"On issues around accountability, we need to see more progress," the delegation head, Britain's Jean Lambert, told reporters in Colombo.
She said they wanted Sri Lanka to implement recommendations of its own domestic war probe which called for independent investigations into alleged rights abuses.
"On the physical side in terms of roads and reconstruction, the progress is very, very visible, but a lot more needs to be done on political issues," she said.
She added however that the six-member team noticed that Sri Lankan security forces had been deployed for road construction and other work that would normally be carried out by civilians.
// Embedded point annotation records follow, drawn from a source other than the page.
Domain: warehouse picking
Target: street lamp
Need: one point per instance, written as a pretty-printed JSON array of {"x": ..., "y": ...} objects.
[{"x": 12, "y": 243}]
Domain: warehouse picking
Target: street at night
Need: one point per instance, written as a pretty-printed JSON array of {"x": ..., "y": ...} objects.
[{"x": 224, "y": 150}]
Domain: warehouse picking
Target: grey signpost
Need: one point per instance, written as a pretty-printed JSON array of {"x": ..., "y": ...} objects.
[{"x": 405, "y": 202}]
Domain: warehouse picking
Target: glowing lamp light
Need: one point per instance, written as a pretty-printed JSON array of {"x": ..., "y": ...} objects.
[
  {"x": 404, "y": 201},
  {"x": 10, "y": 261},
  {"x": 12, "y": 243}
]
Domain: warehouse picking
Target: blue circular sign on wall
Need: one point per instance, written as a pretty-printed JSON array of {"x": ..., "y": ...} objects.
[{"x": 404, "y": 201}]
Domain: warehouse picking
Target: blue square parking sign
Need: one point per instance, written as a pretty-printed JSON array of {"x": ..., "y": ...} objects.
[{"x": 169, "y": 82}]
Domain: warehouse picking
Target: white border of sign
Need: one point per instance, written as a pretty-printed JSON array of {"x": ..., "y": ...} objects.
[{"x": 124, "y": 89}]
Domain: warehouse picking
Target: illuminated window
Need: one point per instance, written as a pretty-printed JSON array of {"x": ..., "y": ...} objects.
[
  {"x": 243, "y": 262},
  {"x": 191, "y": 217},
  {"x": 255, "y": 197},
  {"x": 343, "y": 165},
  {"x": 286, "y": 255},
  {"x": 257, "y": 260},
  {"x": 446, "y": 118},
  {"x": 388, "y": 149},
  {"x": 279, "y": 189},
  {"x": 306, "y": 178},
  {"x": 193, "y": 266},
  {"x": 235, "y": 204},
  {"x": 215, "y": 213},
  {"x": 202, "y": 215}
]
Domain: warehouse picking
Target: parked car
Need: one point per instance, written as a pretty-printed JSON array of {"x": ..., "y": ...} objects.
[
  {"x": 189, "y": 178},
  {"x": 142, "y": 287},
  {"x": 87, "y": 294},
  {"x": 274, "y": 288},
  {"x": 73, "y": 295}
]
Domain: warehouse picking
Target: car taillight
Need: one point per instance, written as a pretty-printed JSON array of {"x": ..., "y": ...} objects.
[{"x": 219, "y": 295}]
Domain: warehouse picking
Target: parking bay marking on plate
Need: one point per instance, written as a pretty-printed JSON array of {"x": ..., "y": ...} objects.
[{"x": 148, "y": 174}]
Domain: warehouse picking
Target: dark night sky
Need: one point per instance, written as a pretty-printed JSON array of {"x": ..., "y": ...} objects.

"We have raised concerns that the military is becoming a part of everyday life of society," Lambert said, adding that they believed troops were having an unfair advantage over civilian small businesses.
Sri Lankan troops declared an end to 37 years of ethnic war after wiping out the leadership of separatist Tamil Tiger rebels in May 2009, but defence spending has been maintained with the same level of troops and funding.
Security forces have ventured into the lucrative tourism sector and also deployed in key construction projects of the government.Lambert said they also raised concerns about "disappearances" and the fate of thousands of people missing following the end of the conflict.
"No matter how long after the conflict, people still want to know what happened to their loved ones," she said.
Sri Lanka has resisted pressure for an international probe into war crimes and maintained its forces did not kill civilians while battling Tigers who were known for suicide bombings.